Historic district in Nashville, Tennessee

Belmont–Hillsboro Historic District is a historic neighborhood in Nashville, Tennessee. It was listed on the National Register of Historic Places listings in Davidson County, Tennessee (NRHP) ion May 1, 1980. The area homes are now protected by a Belmont-Hillsboro Neighborhood Conservation Zone which creates rules for homeowners within the district.

==History==
The district's homes were built between 1920 and 1924. it is located between Primrose and 20th Avenues and between Magnolia and Belmont Boulevards.

===Belmont-Hillsboro Neighbors, Inc.===
The Belmont-Hillsboro Neighbors, Inc., (BHN) is the longest operating neighborhood organization in Nashville, and it was founded in 1971. The organizations goal is to protect the historic neighborhood by providing rules for homeowners.
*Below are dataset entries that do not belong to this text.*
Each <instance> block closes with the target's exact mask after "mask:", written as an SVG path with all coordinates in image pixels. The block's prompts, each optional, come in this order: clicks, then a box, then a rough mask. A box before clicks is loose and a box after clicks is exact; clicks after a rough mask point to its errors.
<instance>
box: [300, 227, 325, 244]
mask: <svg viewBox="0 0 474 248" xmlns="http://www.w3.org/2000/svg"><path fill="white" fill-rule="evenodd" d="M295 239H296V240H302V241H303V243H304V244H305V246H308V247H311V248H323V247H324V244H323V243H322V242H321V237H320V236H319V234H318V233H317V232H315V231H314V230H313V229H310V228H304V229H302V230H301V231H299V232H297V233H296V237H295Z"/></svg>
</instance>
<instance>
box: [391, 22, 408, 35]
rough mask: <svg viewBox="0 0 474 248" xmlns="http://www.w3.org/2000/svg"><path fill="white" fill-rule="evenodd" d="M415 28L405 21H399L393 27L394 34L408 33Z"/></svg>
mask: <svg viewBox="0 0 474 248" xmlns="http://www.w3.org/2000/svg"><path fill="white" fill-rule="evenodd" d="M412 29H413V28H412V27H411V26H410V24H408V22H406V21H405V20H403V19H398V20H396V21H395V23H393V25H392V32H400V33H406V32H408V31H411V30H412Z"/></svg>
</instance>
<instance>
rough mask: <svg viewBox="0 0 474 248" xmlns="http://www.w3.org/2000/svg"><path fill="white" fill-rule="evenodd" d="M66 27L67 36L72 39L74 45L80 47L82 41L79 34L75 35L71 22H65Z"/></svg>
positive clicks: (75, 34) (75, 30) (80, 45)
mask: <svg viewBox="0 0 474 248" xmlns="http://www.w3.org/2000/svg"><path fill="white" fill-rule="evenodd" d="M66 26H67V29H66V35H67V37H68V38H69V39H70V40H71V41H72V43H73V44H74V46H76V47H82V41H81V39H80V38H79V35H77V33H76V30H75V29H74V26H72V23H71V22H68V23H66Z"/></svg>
===Belmont-Hillsboro Neighborhood Conservation Zone===
In 2005 The Belmont-Hillsboro Neighborhood Conservation Zoning Overlay, was created to protect the existing structures within the district. The area of conservation originally included 800 properties: it was passed by the Metro Council and signed by Mayor Bill Purcell. There have been 300 properties added to the conservation: two-hundred in 2007, and in one-hundred in 2012. the additional properties added were subsequently approved by the Metro Council and signed by Mayor Karl Dean. The zone regulates homeowners right to build a new home or garage, relocate buildings, create additions on homes or raze any buildings (in whole or part).